PDA

View Full Version : Eliminate rows in multiple table query


mertdaglaroglu
05-13-2009, 11:24 PM
I'm trying to make a query to get unique results and also eliminate some of them.

So I'm trying to make a system like last.fm structure.
members can add any content to their favorites (for example a song). and all songs can be linked by other songs. (A song linked by B song. like last.fm) Then if member add "A song" to his favorites, system suggest him "B song". but because off cross linking in database, results contain A and B song together. so system need to eliminate A song because of it's already in user's favorite.

My linked contents and favorites table same as following :


CREATE TABLE `content_link` (
`id` int(10) unsigned NOT NULL auto_increment,
`content_id` int(10) unsigned NOT NULL default '0',
`linked_id` int(10) unsigned NOT NULL default '0',
)



CREATE TABLE `content_favorites` (
`favorite_id` int(11) NOT NULL auto_increment,
`content_id` int(11) NOT NULL,
`members` int(11) NOT NULL,
)



I'm trying to use the line below to get results (in fact I tried many others but I couldnt achieve):

SELECT DISTINCT olink.content_id FROM content_link AS olink, content_favorites AS ofav WHERE ofav.content_id=olink.linked_id AND olove.members_id ='2'

Only that I need eliminate results which are same with "content_favorites"'s content_id. But I couldnt achieve this.(I tried inner, outer, right, left join combinations and my mind is outer joined now!)

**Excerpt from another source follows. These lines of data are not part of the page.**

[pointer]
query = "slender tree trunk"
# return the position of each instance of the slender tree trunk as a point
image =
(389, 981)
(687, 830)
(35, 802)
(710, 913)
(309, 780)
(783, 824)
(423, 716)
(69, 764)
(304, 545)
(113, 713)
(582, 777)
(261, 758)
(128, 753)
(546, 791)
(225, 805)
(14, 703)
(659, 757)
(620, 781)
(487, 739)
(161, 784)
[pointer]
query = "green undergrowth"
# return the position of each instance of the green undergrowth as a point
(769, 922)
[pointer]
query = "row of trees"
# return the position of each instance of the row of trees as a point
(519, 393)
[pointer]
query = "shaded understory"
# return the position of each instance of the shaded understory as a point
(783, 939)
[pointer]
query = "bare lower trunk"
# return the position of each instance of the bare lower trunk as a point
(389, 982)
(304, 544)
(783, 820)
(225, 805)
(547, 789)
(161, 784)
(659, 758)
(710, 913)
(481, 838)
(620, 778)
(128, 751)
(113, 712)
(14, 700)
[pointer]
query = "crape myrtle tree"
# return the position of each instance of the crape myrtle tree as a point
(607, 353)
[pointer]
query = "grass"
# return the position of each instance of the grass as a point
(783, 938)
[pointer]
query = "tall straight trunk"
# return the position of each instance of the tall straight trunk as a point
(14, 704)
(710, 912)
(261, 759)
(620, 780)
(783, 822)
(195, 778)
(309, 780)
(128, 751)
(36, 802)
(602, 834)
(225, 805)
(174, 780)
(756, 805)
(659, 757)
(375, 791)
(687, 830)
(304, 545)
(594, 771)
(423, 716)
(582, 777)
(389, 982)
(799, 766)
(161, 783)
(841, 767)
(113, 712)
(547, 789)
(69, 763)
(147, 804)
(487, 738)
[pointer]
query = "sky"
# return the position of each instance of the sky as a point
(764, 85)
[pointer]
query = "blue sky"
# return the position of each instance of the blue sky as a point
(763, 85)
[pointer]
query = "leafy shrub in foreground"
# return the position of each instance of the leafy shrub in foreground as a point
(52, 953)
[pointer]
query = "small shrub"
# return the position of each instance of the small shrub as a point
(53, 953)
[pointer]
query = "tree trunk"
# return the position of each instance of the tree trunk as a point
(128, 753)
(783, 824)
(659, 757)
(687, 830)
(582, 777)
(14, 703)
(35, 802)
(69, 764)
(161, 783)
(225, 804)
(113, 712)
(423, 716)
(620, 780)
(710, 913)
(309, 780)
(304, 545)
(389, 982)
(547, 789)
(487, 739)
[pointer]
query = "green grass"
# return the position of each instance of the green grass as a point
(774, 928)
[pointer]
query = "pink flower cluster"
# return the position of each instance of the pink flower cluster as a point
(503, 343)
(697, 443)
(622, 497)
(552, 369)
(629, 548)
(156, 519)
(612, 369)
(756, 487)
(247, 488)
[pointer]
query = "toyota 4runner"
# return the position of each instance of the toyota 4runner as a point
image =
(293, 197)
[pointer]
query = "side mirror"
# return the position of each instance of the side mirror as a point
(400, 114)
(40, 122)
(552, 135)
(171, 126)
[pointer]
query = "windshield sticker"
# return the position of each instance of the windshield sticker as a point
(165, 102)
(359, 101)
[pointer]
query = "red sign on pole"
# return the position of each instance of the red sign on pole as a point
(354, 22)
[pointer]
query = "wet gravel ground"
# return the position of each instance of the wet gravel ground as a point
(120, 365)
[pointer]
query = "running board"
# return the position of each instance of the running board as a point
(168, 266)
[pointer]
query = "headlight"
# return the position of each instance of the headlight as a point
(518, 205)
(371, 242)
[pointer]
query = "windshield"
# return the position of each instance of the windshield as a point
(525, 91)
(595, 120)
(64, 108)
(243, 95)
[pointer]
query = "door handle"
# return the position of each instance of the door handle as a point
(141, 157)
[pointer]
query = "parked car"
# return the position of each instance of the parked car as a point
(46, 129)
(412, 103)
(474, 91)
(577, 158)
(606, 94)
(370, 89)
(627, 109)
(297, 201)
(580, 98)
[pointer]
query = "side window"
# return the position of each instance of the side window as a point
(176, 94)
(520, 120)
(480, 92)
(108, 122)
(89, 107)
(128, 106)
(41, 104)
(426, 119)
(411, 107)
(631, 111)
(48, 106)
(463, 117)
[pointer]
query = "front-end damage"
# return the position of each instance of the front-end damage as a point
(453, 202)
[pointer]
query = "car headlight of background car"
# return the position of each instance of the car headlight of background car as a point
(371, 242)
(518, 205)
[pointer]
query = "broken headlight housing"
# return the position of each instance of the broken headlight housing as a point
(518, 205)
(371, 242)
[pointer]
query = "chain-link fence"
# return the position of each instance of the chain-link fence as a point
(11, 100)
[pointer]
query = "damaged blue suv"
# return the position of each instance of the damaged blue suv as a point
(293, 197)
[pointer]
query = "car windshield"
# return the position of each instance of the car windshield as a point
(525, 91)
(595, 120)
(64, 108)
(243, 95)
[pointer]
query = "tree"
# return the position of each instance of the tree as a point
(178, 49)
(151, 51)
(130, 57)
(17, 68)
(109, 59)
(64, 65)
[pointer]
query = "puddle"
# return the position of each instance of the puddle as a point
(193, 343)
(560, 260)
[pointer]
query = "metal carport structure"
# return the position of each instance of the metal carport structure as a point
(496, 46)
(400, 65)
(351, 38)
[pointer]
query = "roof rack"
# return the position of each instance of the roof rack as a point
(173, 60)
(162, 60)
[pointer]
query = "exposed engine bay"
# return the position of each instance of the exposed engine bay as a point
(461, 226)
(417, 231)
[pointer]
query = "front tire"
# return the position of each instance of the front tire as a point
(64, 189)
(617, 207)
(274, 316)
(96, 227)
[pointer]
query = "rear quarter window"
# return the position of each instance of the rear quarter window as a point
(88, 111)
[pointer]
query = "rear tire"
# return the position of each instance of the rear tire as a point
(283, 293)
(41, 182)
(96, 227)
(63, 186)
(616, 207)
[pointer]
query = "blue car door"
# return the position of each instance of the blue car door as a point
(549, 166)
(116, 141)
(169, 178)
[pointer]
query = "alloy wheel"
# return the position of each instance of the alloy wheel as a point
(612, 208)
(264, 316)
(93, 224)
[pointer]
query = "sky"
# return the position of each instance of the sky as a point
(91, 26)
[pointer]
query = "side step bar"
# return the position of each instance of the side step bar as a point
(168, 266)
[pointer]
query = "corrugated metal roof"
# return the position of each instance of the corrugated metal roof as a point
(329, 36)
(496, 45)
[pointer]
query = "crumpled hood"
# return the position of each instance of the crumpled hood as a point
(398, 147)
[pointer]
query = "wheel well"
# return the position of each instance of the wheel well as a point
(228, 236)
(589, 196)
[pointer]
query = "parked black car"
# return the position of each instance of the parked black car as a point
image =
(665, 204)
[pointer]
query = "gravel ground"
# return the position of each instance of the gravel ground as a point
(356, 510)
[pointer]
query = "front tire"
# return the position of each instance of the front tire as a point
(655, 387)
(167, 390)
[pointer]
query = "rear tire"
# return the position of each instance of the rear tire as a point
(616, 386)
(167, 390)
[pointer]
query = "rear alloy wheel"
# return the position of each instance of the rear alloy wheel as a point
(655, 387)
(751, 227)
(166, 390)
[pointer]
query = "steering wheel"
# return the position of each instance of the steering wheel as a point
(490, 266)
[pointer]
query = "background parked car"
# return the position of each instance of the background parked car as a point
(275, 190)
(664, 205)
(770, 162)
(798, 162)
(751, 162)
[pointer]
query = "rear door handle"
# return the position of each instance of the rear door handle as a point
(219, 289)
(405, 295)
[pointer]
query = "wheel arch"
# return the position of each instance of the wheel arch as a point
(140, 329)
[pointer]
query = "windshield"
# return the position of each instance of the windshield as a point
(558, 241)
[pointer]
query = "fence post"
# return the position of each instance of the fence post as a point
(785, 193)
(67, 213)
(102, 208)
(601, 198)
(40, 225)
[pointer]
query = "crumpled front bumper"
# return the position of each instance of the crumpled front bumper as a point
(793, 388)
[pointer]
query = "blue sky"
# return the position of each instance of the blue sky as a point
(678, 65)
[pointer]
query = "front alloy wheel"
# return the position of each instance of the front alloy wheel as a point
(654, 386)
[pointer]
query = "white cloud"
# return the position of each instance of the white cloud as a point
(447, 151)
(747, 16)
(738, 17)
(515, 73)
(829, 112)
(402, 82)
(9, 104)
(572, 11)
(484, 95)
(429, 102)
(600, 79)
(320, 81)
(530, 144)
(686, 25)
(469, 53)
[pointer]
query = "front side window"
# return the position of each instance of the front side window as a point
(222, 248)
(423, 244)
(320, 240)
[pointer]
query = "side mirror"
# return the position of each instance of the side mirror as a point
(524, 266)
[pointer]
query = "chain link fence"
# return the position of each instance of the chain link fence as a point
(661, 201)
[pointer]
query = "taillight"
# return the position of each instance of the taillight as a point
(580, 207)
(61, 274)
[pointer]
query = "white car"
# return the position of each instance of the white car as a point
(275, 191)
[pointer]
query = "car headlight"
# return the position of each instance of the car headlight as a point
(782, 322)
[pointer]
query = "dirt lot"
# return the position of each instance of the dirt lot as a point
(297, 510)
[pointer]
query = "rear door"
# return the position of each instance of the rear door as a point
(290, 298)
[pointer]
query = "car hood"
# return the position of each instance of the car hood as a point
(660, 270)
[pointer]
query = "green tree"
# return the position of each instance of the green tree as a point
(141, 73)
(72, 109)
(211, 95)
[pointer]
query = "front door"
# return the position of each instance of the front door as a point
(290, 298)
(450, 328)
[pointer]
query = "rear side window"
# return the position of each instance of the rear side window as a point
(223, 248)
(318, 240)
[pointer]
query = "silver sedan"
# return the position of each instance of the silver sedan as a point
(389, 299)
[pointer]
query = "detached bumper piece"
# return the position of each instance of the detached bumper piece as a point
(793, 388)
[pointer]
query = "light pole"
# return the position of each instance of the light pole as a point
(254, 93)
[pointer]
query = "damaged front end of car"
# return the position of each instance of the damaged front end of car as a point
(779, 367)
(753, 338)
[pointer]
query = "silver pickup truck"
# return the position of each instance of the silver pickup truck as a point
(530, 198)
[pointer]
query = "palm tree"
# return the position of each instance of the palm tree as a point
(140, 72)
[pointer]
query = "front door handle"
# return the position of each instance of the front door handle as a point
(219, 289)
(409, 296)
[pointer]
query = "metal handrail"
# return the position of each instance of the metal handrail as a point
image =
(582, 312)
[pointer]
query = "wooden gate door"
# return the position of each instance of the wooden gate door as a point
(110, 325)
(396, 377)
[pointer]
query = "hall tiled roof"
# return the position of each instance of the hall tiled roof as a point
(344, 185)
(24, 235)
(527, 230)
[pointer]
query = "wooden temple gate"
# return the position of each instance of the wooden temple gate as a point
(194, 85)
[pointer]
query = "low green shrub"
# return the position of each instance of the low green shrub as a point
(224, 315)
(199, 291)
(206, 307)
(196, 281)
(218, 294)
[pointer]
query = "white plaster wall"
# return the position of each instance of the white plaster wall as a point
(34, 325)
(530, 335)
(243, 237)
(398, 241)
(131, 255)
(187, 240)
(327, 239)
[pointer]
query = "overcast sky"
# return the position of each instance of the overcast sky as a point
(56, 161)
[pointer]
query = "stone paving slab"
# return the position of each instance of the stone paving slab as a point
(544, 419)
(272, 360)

I hope anyone has an idea on that


EDIT:

my tables content example like following :


CONTENT_LINK (I'm using cross linking for every linked items)
content_id :1 - linked_id : 3
content_id :3 - linked_id : 1
content_id :1 - linked_id : 5
content_id :5 - linked_id : 1

CONTENT_favorites
content_id :1 - members_id : 2
content_id :3 - members_id : 2

Old Pedant
05-14-2009, 12:50 AM
Try this:

SELECT DISTINCT olink.content_id
FROM content_link AS olink, content_favorites AS ofav
WHERE ofav.content_id = olink.linked_id
AND ofav.members_id = 2
AND olink.contents_id NOT IN (
SELECT content_id FROM content_favorites WHERE members_id = 2
)


You should *NOT* use '2' to match members_id if members_id is an INT field. You just cause the system to waste time converting the string to a number.

mertdaglaroglu
05-14-2009, 01:02 AM
oh my god! its working perfect!

Really I appreaciate to this. I've spent my whole day for this.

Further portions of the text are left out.